Granted I reproduce his dying in my baptism and in my personal Calvary, he no longer suffers, he dies no more. “Christ has died; Christ is risen.” Now it’s not very hard to find Christ to discover God’s image, on lovely faces, loving faces, strong faces, charming faces among you. Indeed Christ is there.
And yet, he told us to look for him especially in “the least” of his brothers and sisters, those who seem insignificant, those who are in trouble or forgotten. We are to find him, therefore, in stomachs swollen by starvation and malnutrition, on lips parched with thirst, in hands arthritic with age, on faces torn with terror, in eyes empty in hopelessness, flesh eaten by cancer, bodies raging behind prison bars.
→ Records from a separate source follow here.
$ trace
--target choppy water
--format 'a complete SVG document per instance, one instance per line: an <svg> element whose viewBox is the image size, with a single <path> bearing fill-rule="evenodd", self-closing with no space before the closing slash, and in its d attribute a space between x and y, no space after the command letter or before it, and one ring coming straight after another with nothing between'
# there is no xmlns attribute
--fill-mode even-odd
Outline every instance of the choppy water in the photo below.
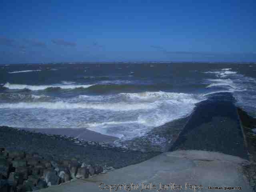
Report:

Here, my sisters and brothers, is today’s Calvary. No longer limited to Jerusalem; the cross casts its shadow over the face of the earth. Whether it’s the people in the remote barrios in Tawi-Tawi dying of malaria or measles, whether it be the poor farmers in the war torn areas of the NPA or Abbu Sayyaf, whether it be the thousands losing their jobs, because of the current economic crisis, where there are people who are lonely and friendless, suffering hunger, fear and injustice, Christ is crucified again, and again in his children.
My brothers and sister, reach out to someone – to anyone in agony of body or spirit. Share that person’s pain, com-passion – for that pain is the passion of Christ.
Please God, on that Calvary, where another Christ hangs, in your divine “foolishness” you will discover, or rediscover, your God.
Believe me, it beats looking for a camel on a roof?